Sampling and standard error
This example demonstrates the relationship between the standard deviation of a population, the standard deviation and standard error of the mean for a sample drawn from that population, and the expected distribution of means that we would obtain if we took many samples (of the same size) from the population. It is meant to emphasize how the standard error of the mean, as calculated from the sample statistics for a single sample, corresponds to the width of the expected distribution of means (under normal assumptions).
Simulating t tests
This example performs 1000 one-sample t tests (with different samples from the same distribution) and plots the resulting histograms of t statistics and p values. It is possible to control both the true effect size (Cohen's D) and the number of observations in a sample to show how these two parameters relate the expected distribution of scores.
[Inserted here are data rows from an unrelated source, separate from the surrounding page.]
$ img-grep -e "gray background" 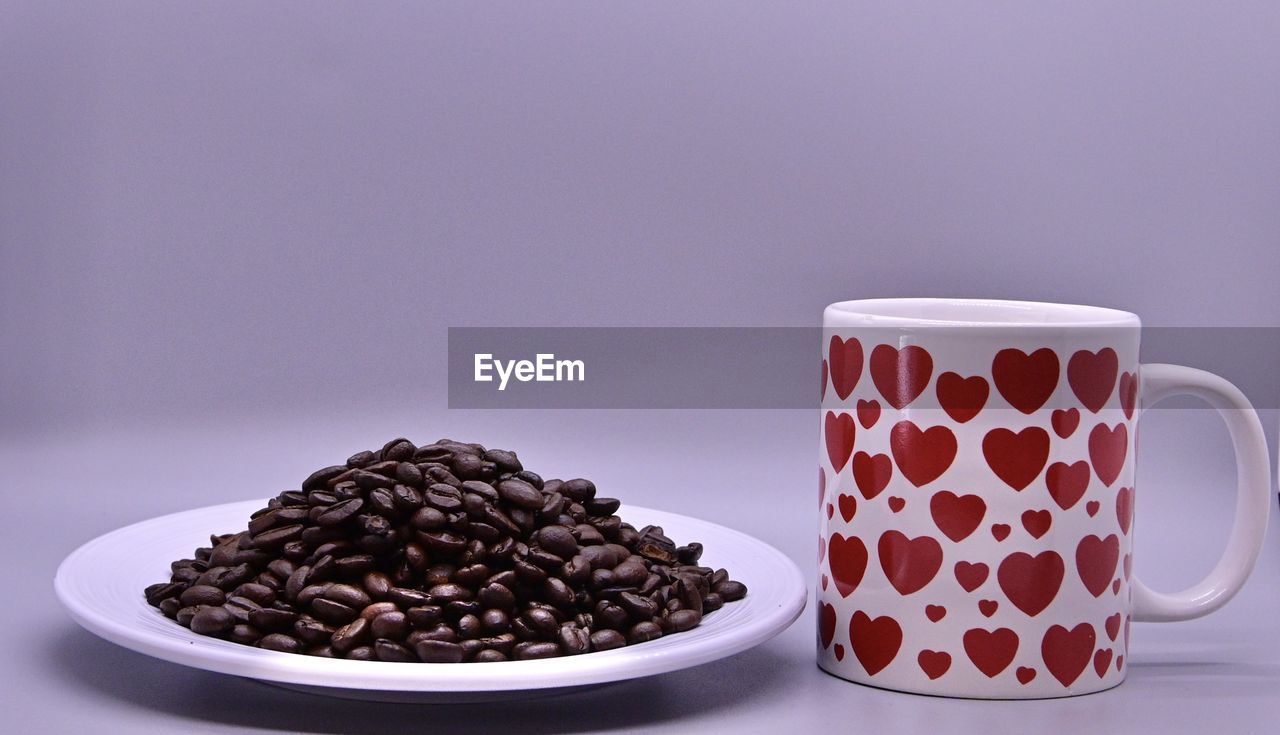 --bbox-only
[0,0,1280,732]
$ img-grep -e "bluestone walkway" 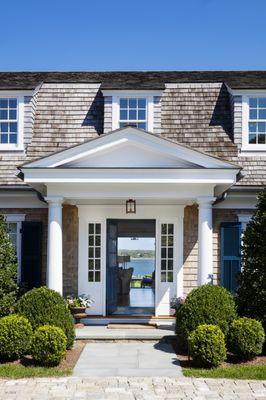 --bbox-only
[0,377,266,400]
[74,342,182,377]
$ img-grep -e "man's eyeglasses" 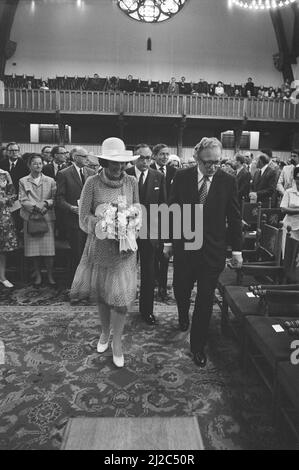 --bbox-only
[200,160,220,167]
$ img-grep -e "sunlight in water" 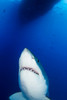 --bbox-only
[64,0,67,3]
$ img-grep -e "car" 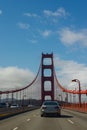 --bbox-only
[40,101,61,117]
[0,102,7,108]
[10,104,19,108]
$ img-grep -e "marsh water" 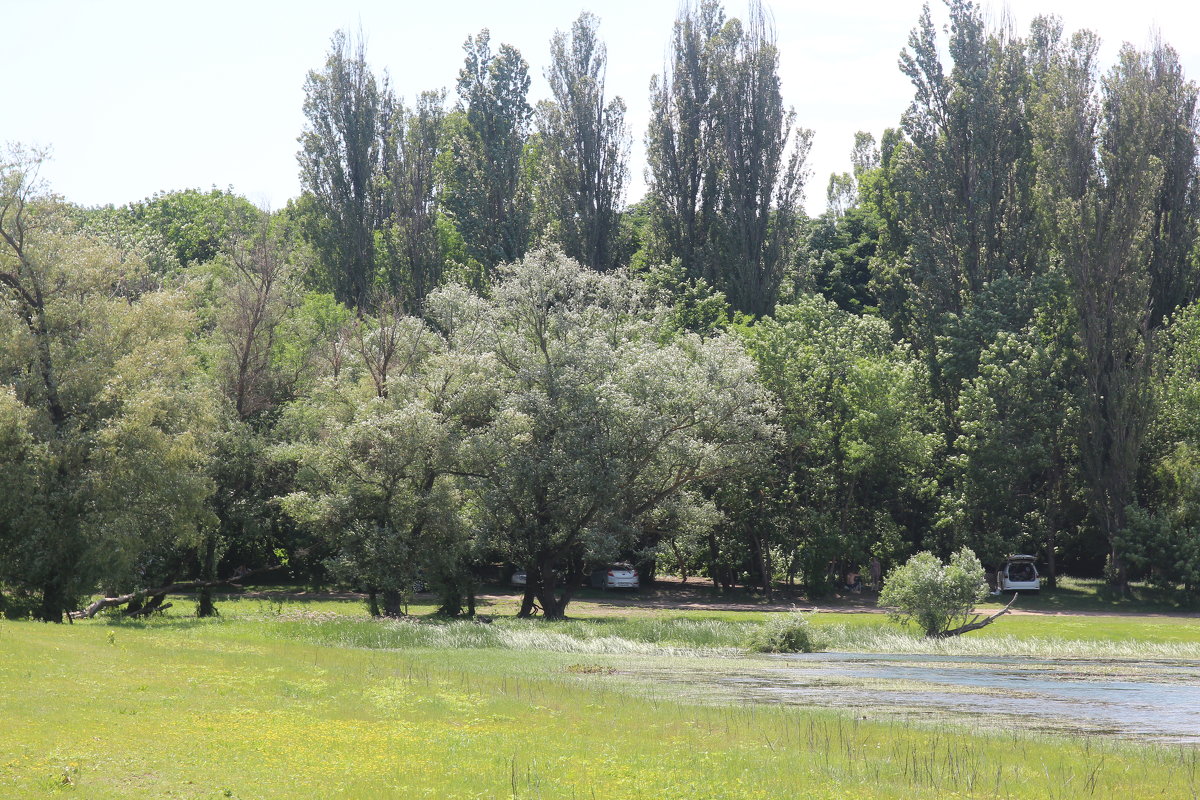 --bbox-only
[718,652,1200,744]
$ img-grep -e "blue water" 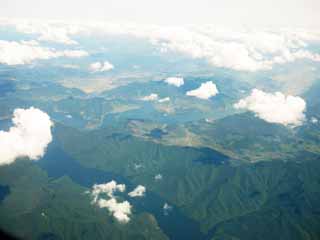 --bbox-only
[0,185,10,203]
[37,143,206,240]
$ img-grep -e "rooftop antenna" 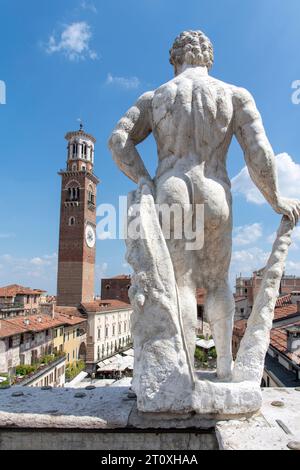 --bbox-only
[77,118,83,131]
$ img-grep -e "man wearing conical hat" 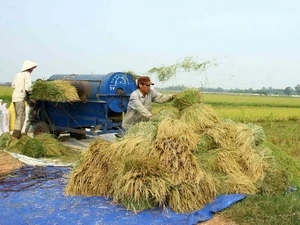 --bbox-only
[11,60,38,139]
[116,76,174,138]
When the effect size is 0, the simulation shows what happens when the null hypothesis is true.
Simple linear regression
This example demonstrates the key objective of linear regression: finding the coefficients for a linear model that minimize the squared distance from each observation to the prediction made by the model at the same value of x.
Simple logistic regression
Similar to the linear regression example, this app shows how the goal of logistic regression is to find a model (expressed in linear coefficients -- here just the intercept and a slope term) that maximizes the likelihood of the data you are fitting the model to.
Regression uncertainty
This app plots a simple linear regression and allows the user to visualize the distribution of regression estimates from bootstrap resamples of the dataset. The user can also plot a normal density with mean at y-hat and standard deviation equal to the standard error of the regression estimate at that point. The app thus draws a comparison between the bootstrap procedure, the expected sampling characteristics of the regression line, and a common way of visualizing the uncertainty of a regression.
Modeling choices in multiple regression
This app plots a basic multiple regression with two variables: x, a
continuous measure, and group, a categorical measure. The app lets the
user choose whether to fit a simple regression, an additive multiple
regression, or an interactive multiple regression, and it shows the
lm()
output and a visualization for each choice. The app also lets the
user control the true effect size for each component of the data to help
build intuition about the visual and statistical consequences of
different relationships between variables in a multiple regression.
Multicollinearity in multiple regression
This app shows what happens to multiple regression results when there is considerable covariance between two continuous predictor variables. Although the overall model fit does not change as the covariance is increased (as visualized by the regression of y onto yhat and the R squared in the model summary), the parameter estimates become unstable and the confidence intervals expand, which yields large p values even though the relationship between the predictors and the response variable does not change.
Simple mediation structure
This app is intended to provide some intuition about simple mediation models. It allows you to specify a range of causal structures by changing the strength (and direction) of the relationships between three variables. Once you have constructed a structure, you can observe the effects of manipulating the system. Finally, you can simulate data from a model with the specified structure and observe how changing the strength of the relationships influences the regression parameters and inferential statistics.